The Swedish economy will continue to recover, with GDP growing by around 3 per cent both this year and next. The biggest contribution to GDP growth will come from exports, which are set to climb at 4-5 per cent in the coming years, buoyed by an investment-led economic recovery in the OECD countries and a weak krona. This outlook is supported by the latest Business Tendency Survey, which shows that sentiment in the manufacturing sector is above the historical average.

Recent years’ fiscal stimuli – primarily tax reductions – have helped prop up resource utilisation. As the economic climate improves, it will be natural for these stimuli to be phased out and for fiscal policy to compensate for the deficits that have arisen. Given the government’s principle of fully funded reforms, public finances will remain in deficit until 2018. Fiscal space will therefore be non-existent, even with a switch to a balanced-budget target for public finances. An unchanged public sector commitment in 2016-2019 will require taxes to be raised by around SEK 100 billion.

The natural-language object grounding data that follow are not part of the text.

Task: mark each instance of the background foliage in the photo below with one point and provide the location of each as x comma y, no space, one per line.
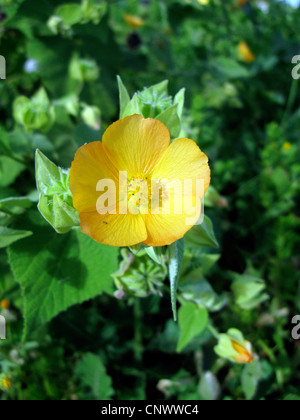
87,321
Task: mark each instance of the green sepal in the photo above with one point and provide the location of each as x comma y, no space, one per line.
55,201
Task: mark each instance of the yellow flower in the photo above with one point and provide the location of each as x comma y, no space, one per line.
287,146
244,352
142,178
234,347
6,383
134,22
245,53
4,304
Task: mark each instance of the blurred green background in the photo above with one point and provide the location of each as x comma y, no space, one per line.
69,337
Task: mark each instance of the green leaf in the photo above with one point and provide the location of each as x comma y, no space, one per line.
231,69
156,254
195,288
192,321
92,374
124,96
9,236
202,235
56,272
176,253
250,379
9,170
170,118
70,13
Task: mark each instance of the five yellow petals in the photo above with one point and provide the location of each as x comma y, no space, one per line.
136,186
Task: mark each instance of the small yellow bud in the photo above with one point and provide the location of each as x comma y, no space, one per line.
232,346
4,304
6,383
287,146
245,53
134,22
245,354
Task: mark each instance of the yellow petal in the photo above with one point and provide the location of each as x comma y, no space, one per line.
135,144
164,229
183,161
90,165
134,22
114,230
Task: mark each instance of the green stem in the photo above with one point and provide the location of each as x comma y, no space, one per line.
267,350
226,18
291,100
213,331
138,338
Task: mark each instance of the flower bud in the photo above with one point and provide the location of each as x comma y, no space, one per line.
36,113
139,276
135,22
56,202
91,115
245,53
232,346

After weak employment growth over the summer, the number of vacancies and firms’ recruitment plans suggest that employment will rise more quickly during the rest of the year. While employment is set to grow at a stable rate, the labour force will expand considerably due to high immigration. New immigrants have a weak position in the labour market, however, and are harder to match to vacant jobs. This is among the reasons why unemployment will fall only slowly and will still be around 7 per cent in 2017.

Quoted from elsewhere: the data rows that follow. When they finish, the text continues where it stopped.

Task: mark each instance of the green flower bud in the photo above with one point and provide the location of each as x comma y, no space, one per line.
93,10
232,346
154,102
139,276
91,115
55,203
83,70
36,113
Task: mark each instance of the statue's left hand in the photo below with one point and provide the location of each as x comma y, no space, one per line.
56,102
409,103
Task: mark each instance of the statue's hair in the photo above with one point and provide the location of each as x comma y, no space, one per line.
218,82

Inflation to rise with support from monetary policy

The krona’s depreciation over the past year is one reason why inflation has bottomed out and is now on the way up. The NIER nevertheless expects inflation to rise more slowly than in the Riksbank’s forecast. The Riksbank is therefore expected to reduce the repo rate further to –0.45 per cent in December in a bid to get inflation and inflation expectations to come up more quickly. The repo rate is then assumed to remain at this level until the end of 2016, when a series of rate increases will commence.